SIGCHLD, PTYs, Why Exet Still Can't Properly Deal With Fully Interactive Programs, and What it Will Take to Fix it
Programming can be hard. Sometimes everything just falls into place, and other times, it can seem like every party responsible for the tools you're presented with conspired to ensure that combining them in the way you need would be as difficult as possible.
For this rant, I will be looking at a case of the latter scenario. Get comfortable, because this is going to be a long ride.
I have been working on something called exet. It is designed to be able to do everything the expect utility does, and then some, using its own programming language, purpose built to handle the task. In many ways, it already accomplishes this, and I'm nearing an alpha release, so that others can start playing around with it.
However, there is still one major thing that exet can't do. It can't properly deal with fully interactive programs. Programs that present a prompt, and wait for a user to enter something.
Currently, exet deals with external programs through commands, which are file channels (what exet has instead of conventional variables) with a path that begins with a bang (!). Exet executes commands in much the same way as the shell, connecting to them using pipes.
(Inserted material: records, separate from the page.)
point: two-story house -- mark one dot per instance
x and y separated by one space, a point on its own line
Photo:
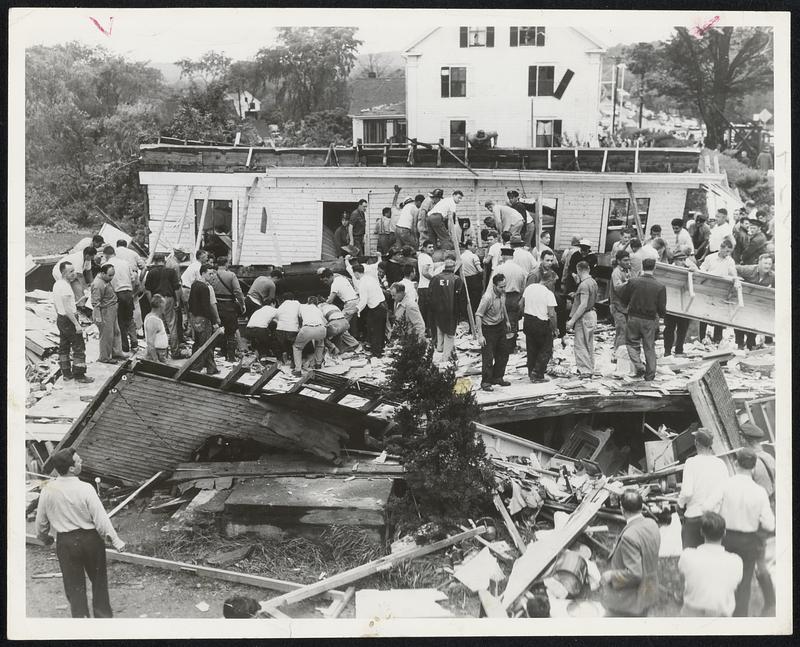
537 86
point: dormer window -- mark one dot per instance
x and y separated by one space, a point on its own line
527 37
476 37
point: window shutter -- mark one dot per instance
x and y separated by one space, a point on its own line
562 87
531 80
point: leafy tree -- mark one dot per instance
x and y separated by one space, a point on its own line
447 470
718 68
310 66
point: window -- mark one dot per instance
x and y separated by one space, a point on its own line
476 37
527 37
541 79
458 134
548 133
374 131
454 82
619 218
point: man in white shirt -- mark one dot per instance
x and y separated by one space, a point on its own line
70 333
746 510
372 300
539 326
442 220
710 573
704 476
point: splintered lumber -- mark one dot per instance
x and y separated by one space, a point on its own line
365 570
512 528
709 298
134 494
540 554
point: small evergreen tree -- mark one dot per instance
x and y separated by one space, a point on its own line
448 472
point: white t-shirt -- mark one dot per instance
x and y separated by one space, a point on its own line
537 298
262 317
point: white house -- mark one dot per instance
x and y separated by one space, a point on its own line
535 85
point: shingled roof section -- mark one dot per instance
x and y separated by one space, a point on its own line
378 97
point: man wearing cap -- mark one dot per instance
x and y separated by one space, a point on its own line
703 478
422 215
646 300
406 227
506 218
442 220
583 319
746 510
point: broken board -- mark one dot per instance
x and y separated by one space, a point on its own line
310 503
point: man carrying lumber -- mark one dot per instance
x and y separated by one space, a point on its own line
73 510
630 586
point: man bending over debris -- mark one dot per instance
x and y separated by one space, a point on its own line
73 509
630 586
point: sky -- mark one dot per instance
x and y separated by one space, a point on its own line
165 35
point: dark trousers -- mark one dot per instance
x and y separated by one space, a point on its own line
494 354
641 334
674 333
538 343
70 341
717 338
127 327
691 537
203 329
82 553
376 328
747 546
229 316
Most interactive programs will actually set themselves into a non-interactive mode when they detect that they're connected to a pipe, which allows this method to work for the majority of programs. This is also easier, and more efficient than the alternative, which is why I set it up first, and have avoided the other "solution" until now. But what happens when a program doesn't have a non-interactive mode, or when you need the interactive version of the command, because of some quirk of what you're trying to do?
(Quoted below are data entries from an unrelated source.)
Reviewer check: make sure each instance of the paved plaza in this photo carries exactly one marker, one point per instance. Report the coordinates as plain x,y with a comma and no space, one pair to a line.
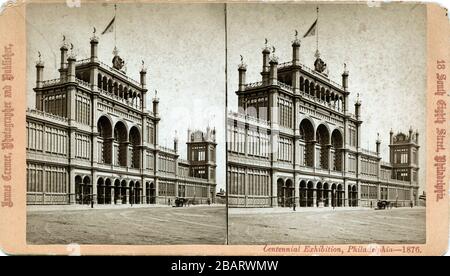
125,225
326,226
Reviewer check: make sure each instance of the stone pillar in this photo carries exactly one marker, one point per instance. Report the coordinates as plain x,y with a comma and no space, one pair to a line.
329,198
39,74
314,198
274,191
242,72
94,188
266,66
346,200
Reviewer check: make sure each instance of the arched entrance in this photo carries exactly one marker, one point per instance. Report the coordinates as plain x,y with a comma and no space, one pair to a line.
120,144
152,193
289,193
123,191
137,193
104,129
100,191
336,150
340,195
333,195
108,191
326,195
131,193
87,190
307,143
302,194
280,192
78,189
319,194
354,192
135,141
323,137
117,189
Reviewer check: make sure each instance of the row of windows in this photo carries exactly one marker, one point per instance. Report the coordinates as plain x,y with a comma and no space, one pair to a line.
352,163
82,146
48,179
369,192
199,172
35,134
55,104
187,190
83,110
236,139
150,160
401,156
151,133
285,149
183,171
352,136
258,182
166,164
285,112
256,107
56,139
258,143
369,167
166,188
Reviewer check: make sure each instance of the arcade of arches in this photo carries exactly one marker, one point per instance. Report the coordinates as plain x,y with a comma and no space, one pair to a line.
117,145
315,194
114,191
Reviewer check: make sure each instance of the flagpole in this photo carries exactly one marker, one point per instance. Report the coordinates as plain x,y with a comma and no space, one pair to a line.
115,27
317,36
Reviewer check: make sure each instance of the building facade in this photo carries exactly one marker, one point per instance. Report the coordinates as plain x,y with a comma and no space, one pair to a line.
92,138
294,140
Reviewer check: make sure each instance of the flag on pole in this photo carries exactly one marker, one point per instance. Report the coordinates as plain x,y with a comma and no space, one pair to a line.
110,26
312,30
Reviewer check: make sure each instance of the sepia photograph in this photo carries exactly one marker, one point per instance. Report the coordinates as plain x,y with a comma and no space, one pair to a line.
326,123
124,121
259,128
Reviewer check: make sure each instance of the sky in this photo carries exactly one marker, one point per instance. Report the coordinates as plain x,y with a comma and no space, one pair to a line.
183,47
384,48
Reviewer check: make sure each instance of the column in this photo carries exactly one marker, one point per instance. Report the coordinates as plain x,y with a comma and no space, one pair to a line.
346,200
314,197
274,192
A pseudoterminal, or PTY as I will refer to them from here on, is like a pipe, in that it allows one process to be connected to another. The difference is that, to the process on the slave end of the PTY, it appears to be connected to a terminal device, and therefor believes that it is interacting with a user. Whenever you open a graphical terminal window, or "terminal emulator", one of the first things that software does is start a PTY session. It then controls details of the PTY to reflect the size of the window, and the type of terminal being emulated, as well as capturing special "control codes" and responding to them, so that the software running in the session behaves as we would expect it to on a proper terminal.
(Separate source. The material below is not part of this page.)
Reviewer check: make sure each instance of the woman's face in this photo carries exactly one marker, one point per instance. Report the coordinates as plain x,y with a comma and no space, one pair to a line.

So how does this help us, and what is the problem?
The first real problem we encounter when dealing with programs attached to pipes is that of buffering. Many programs use the standard I/O library to read and write text to whatever they're connected to. If this is a terminal, then the output of the program is "line buffered", by default. This means that the program waits to output anything until either the buffer is full, or a newline is stored to the buffer. This makes sense if you're interacting with a user, and want every full line to be immediately visible to them. However if the standard I/O is connected to a pipe, it instead defaults to "fully buffered", and the output won't be sent until the buffer is full, or if the program explicitly flushes the buffer. Remember that last bit, it'll be important later.
So, if we're using a pipe to redirect output of a program into exet, we could end up waiting forever for input that will never come, because the the buffer never fills, because the process is waiting for exet to make the first move, but we don't know that. But we can solve this by making it think that it's talking to a user by connecting it to PTY. Cool. So we just use a PTY then?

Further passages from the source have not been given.